Nutrients from food, not supplements, lower cancer risk
Despite the many claims to the contrary, there is relatively little scientific evidence that proves any substantial and lasting benefits from taking vitamin supplements.
The supplement industry is worth billions of dollars, but a new study shows that when it comes to lowering cancer risk, nutrients from food and not supplements have a much bigger impact.
In fact, researchers from Tufts University who conducted the study found that excess calcium intake (over 1,000 milligrams a day) through supplements increased the risk of cancer death.
The results of the study were published in the journal Annals of Internal Medicine.
“As potential benefits and harms of supplement use continue to be studied, some studies have found associations between excess nutrient intake and adverse outcomes, including increased risk of certain cancers,” said Fang Fang Zhang, the senior author for the study. “It is important to understand the role that the nutrient and its source might play in health outcomes, particularly if the effect might not be beneficial.”
The researchers reviewed and analyzed a nationally representative sample of data from 27,000 US adults aged 20 or older.
The data came from six two-year cycles of the National Health and Nutrition Examination Survey where participants were asked to recall past dietary information.
Nutrients from food were calculated using the dietary recalls, and the researchers turned to product information for supplements to calculate the nutrients per dose depending on how often each supplement was taken.

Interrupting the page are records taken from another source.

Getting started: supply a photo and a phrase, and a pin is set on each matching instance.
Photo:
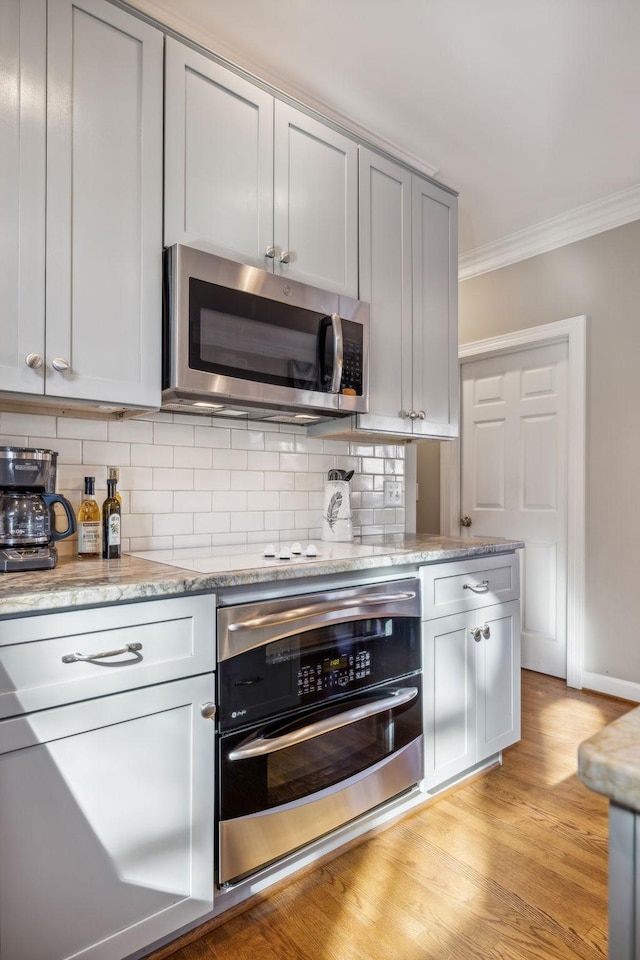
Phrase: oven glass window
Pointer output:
(295, 772)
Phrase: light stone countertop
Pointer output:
(609, 762)
(87, 582)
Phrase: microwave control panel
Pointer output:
(352, 366)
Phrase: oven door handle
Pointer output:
(260, 746)
(319, 609)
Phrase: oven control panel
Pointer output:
(334, 674)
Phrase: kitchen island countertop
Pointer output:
(609, 762)
(87, 582)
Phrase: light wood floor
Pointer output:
(512, 866)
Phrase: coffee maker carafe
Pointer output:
(27, 521)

The researchers analyzed the data to compare cancer-lowering risks of nutrients from food versus nutrients received from supplement intake.

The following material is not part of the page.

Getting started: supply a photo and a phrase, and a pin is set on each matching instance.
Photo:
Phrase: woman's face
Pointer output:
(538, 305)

Getting enough vitamin K, magnesium, vitamin A and zinc correlated with a lower risk of death and cardiovascular disease, whereas excess calcium from supplements increased the risk of death from cancer.
The lower risk of death and cancer were limited to nutrients from food and not supplements.
Dietary supplements had no impact on lowering the risk of death even in participants who reported low nutrient intake.
There are some limitations to the study as much of the data relied on self-reported dietary recalls, but the results indicate that there is very little evidence to suggest that nutrients from supplements are beneficial to health and nutrition.
“Our results support the idea that, while supplement use contributes to an increased level of total nutrient intake, there are beneficial associations with nutrients from foods that aren’t seen with supplements,” said Zhang. “This study also confirms the importance of identifying the nutrient source when evaluating mortality outcomes.”